For whatever reason, combat is introduced at the very final part of the game, it’s clunky, but it works. It’s honestly not one of Concrete Genie’s strong suits, and I see why it was held to the end of the game, but I could have done without it. There are some enemies and dark paint monsters added in at the end, you get some elemental effects and you have to use the right one against the monsters, but it just feels like an afterthought with how late it debuts.

The game also has a really neat PSVR mode if you have the headset and two PS Move wands, you are essentially painting in first-person using the move wands as your brushes. It’s not a full mode and much more of a side project, but it’s a neat experiment, that hopefully will lead to more of this universe in VR at some point. Don’t buy VR just for this mode on the game, but if you have it it’s nice on the side.

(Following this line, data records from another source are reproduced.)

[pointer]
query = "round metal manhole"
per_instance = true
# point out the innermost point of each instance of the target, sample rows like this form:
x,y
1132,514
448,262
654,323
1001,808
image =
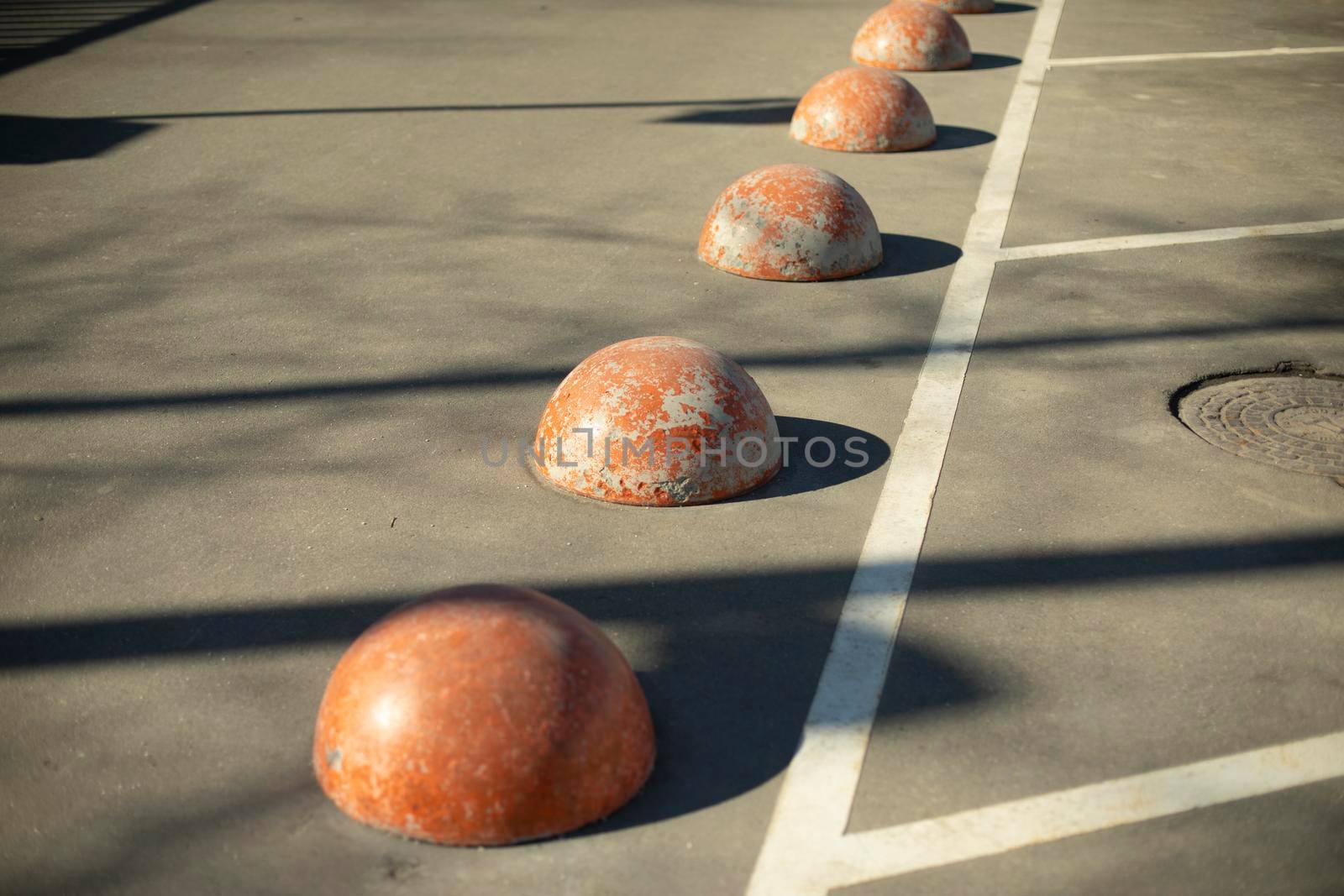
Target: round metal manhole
x,y
1292,422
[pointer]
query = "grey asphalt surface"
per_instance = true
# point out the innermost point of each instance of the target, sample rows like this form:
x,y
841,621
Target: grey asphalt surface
x,y
272,273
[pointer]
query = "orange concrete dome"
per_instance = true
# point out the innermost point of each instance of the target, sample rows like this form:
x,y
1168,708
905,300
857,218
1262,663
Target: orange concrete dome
x,y
483,715
790,222
659,422
911,35
964,7
864,109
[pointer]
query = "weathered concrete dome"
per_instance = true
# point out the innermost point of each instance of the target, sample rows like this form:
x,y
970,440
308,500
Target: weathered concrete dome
x,y
483,715
964,7
864,109
911,35
658,421
790,222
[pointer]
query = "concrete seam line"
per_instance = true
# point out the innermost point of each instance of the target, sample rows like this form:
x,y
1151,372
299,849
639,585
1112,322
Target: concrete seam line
x,y
1081,810
1171,238
820,783
1176,56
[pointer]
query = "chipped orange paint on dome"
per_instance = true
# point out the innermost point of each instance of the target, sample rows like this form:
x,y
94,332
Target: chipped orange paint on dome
x,y
658,421
965,7
483,715
862,109
790,222
911,35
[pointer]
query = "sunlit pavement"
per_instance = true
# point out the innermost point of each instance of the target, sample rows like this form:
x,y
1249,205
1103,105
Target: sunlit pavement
x,y
275,275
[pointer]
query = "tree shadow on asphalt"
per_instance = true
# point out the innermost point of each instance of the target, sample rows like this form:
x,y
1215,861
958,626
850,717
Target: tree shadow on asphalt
x,y
31,140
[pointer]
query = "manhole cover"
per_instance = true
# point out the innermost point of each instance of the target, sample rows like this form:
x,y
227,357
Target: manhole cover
x,y
1294,422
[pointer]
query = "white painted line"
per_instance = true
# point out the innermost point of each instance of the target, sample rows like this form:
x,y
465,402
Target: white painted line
x,y
1178,56
819,788
1175,238
1082,810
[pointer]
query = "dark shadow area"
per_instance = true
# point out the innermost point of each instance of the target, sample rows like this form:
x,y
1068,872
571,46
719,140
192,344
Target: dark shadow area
x,y
958,137
992,60
501,107
685,600
905,254
30,140
808,470
450,379
779,114
734,658
69,24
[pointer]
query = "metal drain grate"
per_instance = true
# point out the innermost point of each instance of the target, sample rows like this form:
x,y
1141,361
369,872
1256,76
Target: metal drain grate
x,y
1292,422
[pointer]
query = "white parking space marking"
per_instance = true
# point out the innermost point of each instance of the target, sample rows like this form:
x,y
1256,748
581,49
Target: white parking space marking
x,y
819,788
1175,238
1179,56
1068,813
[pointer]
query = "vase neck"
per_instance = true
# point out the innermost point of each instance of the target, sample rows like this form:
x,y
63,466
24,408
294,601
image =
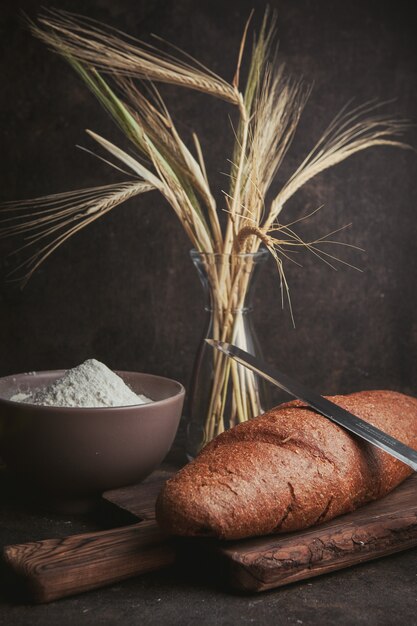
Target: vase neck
x,y
228,280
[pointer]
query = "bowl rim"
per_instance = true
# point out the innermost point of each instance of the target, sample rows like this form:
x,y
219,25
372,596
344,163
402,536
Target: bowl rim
x,y
92,409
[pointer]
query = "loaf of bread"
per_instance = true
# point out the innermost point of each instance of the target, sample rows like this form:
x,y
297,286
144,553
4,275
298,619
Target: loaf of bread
x,y
288,469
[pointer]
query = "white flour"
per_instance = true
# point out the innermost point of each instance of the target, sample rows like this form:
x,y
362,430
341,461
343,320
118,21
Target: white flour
x,y
91,384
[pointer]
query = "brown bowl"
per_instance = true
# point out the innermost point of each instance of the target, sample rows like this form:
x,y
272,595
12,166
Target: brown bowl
x,y
70,455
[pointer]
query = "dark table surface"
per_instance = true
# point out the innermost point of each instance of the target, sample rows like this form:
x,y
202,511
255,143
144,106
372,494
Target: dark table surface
x,y
380,592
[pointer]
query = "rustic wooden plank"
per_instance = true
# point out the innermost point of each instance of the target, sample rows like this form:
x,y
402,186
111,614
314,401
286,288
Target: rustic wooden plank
x,y
59,567
378,529
139,499
55,568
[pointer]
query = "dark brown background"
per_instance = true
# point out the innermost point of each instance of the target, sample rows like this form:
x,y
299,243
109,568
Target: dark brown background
x,y
124,290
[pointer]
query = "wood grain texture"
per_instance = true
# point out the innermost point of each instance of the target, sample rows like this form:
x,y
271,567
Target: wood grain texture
x,y
378,529
55,568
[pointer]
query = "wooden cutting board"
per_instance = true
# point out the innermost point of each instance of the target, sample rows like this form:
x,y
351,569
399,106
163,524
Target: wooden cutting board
x,y
59,567
377,529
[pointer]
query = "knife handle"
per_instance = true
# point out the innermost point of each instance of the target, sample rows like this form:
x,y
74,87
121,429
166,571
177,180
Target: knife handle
x,y
55,568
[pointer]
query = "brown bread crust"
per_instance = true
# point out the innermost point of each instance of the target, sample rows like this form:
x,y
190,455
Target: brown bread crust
x,y
288,469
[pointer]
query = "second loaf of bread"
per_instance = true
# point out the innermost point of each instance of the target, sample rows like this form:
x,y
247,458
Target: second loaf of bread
x,y
288,469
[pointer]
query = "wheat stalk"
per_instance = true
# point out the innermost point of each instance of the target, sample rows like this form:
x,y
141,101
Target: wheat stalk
x,y
121,71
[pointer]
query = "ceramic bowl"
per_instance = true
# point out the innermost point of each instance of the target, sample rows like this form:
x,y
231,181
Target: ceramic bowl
x,y
70,455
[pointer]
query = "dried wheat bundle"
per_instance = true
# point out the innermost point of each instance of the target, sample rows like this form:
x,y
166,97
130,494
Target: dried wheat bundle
x,y
115,67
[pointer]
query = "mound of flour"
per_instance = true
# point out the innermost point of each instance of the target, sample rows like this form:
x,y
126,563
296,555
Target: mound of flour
x,y
91,384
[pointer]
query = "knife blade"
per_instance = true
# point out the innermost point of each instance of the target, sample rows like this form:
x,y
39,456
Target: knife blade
x,y
325,407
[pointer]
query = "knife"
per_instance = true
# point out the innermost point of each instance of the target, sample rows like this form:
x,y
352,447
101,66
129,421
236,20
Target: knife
x,y
329,409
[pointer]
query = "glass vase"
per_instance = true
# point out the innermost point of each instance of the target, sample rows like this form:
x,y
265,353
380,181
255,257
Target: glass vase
x,y
224,393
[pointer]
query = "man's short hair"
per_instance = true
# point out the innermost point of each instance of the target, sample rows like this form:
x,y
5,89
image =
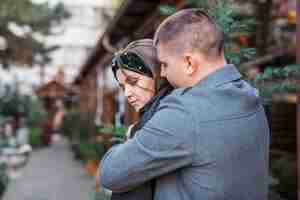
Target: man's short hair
x,y
192,29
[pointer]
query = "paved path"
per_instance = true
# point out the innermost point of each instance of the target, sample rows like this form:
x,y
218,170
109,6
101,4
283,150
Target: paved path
x,y
52,174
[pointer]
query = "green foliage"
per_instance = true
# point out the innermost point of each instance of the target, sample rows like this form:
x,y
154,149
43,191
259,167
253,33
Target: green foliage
x,y
36,19
35,137
118,132
3,179
14,104
285,170
277,80
272,73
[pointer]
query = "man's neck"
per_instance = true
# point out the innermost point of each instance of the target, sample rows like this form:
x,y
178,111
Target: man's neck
x,y
207,69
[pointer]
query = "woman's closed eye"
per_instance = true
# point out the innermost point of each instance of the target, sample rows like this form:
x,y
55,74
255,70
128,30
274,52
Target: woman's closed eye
x,y
132,81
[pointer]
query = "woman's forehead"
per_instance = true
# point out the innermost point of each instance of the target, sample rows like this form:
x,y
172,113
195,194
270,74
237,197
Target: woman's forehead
x,y
124,73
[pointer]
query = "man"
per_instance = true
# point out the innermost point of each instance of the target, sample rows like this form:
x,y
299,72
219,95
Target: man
x,y
209,138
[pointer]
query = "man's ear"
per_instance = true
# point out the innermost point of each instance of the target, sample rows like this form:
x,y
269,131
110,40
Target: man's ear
x,y
191,63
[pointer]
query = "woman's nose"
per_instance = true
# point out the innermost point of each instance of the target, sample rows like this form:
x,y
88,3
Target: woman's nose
x,y
127,91
163,72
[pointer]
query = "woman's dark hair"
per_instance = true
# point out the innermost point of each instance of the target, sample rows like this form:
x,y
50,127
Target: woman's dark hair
x,y
146,51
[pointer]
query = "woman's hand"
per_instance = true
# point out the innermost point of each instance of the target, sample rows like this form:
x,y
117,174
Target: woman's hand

Concrete Genie is gorgeous on my PS4 pro, it is in 4k designed for the system. I’ve talked already about how dark the city is, but once you start bringing it to life with your paint, your screen is filled with bright colors and full of life. It’s such a nice contrast and very different from a lot of what we have been playing this generation. Unlike some other first-party titles, this isn’t a top tier game, but for PixelOpus second game for Sony, it’s a huge step and I look forward to the future.

Final Thoughts

I loved Concrete Genie and the personality it has. Your art when you create it is brimming with life, your genies have their own personalities, each customzied to how you want them to look. The traversal still feels rigid, especially for a first-party title and the combat comes out of nowhere near the end of the game feels tacked on and I would have preferred it just not be included, but bringing Denska back to life is worth the trip and it’s an easy recommendation.

Disclaimer
This Concrete Genie review is based on a PlayStation 4 copy provided by >Sony Interactive Entertainment.